When people ask me about entering the restaurant business, the same conversation always follows:
Do you have a fireplace?
Yes.
Here’s what to do:
Light the fireplace.
Get a large bag of cash. Dump it in.
Same result. Much faster.
It’s hyperbole, but not by much. Almost no one who opens a restaurant for money succeeds. Why? Return on investment. Investors soon learn that a restaurant’s meager margins are attainable elsewhere with far less effort, anguish, and sacrifice.
Then why do some restaurateurs succeed? For the same reason others fail: return on investment. The difference is that, for successful restaurateurs, the measure of return is not just monetary. It’s what my father called “non-financial income.”
They endure the same hardships as anyone else in the industry: long hours, constant stress, and relentless criticism. But their reward is far greater: the joy of serving. With a passion for hospitality grounded in empathy, their guests’ happiness is their own. That happiness is the return. Those who don’t experience it are nearly certain to fail.
Few have captured this better than Gabrielle Hamilton, who once wrote:
I’ve been driven by the sensory, the human, the poetic and the profane — not by money or a thirst to expand . . . I still thrill when the four-top at Table 9 are talking to one another so contentedly that they don’t notice they are the last diners, lingering in the cocoon of the wine and the few shards of dark chocolate we’ve put down with their check.

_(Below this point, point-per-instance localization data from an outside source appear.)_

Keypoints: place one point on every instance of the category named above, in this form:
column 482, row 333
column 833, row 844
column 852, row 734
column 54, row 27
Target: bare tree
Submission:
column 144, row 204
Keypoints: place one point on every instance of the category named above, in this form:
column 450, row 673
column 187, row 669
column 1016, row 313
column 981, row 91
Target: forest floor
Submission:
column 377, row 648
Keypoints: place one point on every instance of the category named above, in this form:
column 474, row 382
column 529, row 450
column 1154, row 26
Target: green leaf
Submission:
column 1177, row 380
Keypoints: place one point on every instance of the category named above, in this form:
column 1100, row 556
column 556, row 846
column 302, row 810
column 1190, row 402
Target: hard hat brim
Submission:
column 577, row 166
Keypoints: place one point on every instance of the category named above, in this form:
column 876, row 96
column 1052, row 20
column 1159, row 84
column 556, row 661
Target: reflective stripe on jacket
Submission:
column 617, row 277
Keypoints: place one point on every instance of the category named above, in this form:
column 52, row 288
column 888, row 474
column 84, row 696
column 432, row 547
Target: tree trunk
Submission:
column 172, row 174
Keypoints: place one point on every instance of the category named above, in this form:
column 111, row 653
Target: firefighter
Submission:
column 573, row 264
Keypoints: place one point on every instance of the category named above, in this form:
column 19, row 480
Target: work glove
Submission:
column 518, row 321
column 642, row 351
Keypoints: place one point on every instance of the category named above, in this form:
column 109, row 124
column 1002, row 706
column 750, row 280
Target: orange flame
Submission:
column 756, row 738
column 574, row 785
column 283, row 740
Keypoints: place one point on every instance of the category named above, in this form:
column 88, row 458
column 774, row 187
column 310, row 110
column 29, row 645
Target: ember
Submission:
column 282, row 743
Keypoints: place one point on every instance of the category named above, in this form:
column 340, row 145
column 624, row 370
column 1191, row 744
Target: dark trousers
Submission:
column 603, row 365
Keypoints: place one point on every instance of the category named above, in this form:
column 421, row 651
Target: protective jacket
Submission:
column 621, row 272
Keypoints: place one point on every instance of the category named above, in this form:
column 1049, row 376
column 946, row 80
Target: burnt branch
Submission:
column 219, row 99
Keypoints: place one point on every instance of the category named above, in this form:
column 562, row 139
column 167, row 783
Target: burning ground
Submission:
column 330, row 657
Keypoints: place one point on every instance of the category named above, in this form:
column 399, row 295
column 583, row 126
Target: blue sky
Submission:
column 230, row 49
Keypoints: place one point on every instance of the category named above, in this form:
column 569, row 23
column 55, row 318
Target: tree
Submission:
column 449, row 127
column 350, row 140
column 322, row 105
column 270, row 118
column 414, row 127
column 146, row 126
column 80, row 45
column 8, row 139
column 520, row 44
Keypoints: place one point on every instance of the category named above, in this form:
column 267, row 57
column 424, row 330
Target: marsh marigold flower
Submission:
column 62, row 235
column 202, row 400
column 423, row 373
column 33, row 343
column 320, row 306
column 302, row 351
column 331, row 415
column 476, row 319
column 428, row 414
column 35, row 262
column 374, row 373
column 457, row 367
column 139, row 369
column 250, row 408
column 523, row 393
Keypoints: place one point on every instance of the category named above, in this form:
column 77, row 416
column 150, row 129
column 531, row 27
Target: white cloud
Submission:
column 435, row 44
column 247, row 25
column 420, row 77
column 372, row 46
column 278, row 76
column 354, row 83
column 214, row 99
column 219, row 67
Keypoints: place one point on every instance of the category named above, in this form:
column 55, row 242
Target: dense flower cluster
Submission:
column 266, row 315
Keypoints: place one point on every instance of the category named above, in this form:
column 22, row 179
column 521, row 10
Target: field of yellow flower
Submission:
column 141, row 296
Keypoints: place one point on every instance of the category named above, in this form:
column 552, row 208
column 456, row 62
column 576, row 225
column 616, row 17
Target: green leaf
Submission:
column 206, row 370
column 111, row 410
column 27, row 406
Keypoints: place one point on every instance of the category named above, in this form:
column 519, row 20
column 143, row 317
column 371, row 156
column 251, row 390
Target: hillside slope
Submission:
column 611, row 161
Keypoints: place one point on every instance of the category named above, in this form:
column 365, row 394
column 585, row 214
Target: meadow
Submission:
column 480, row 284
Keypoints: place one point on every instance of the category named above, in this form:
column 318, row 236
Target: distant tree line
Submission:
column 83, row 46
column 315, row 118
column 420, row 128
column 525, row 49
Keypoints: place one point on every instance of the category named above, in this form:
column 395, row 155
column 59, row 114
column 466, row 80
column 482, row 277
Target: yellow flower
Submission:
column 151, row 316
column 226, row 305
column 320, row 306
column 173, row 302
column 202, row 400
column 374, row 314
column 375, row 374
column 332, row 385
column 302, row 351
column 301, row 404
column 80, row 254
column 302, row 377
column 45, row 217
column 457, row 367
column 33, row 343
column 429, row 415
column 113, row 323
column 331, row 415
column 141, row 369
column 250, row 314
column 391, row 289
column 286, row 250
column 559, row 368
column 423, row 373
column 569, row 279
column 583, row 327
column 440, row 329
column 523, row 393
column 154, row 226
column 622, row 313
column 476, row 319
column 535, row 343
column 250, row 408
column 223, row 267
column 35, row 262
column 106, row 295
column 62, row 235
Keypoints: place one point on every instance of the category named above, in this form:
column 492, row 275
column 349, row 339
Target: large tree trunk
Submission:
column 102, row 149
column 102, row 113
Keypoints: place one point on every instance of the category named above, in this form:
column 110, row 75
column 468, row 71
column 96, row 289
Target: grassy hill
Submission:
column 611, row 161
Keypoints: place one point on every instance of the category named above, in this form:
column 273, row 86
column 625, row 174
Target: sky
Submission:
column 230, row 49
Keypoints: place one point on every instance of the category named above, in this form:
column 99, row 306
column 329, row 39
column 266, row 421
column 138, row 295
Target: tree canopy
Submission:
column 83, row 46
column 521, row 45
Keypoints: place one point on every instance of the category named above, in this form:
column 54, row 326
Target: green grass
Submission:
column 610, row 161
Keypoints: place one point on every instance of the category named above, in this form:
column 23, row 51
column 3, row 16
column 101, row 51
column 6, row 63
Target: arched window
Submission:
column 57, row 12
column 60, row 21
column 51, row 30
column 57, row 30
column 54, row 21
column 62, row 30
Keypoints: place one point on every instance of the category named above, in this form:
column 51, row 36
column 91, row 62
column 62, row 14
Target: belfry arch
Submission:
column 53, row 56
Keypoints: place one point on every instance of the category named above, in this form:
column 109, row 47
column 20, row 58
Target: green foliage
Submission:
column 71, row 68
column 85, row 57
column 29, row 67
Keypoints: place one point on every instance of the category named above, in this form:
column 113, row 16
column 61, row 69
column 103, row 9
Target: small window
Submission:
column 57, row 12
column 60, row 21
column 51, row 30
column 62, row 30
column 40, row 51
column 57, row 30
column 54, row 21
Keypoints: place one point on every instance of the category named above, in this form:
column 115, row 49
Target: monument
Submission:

“More Work for Less Money”
But passion has its limits. And in 2026, those limits are being tested. Inflation, a staffing crisis, and other post-pandemic pressures have conspired to squeeze margins that were barely sustainable to begin with. Again and again, I hear the same refrain from those still hanging on: “More work for less money.”
Some have closed their doors, concluding that the math simply no longer adds up. As one industry veteran said when closing: “I can’t stress enough how much I commend those who have been able to succeed in this environment. It takes a special person to be in the full-service business right now and be successful and be willing to put in the work to do it.”
There are only two kinds of restaurants in the world. Those with love, and all the rest. For those with love, we are blessed.
Maybe do what we can to keep them around.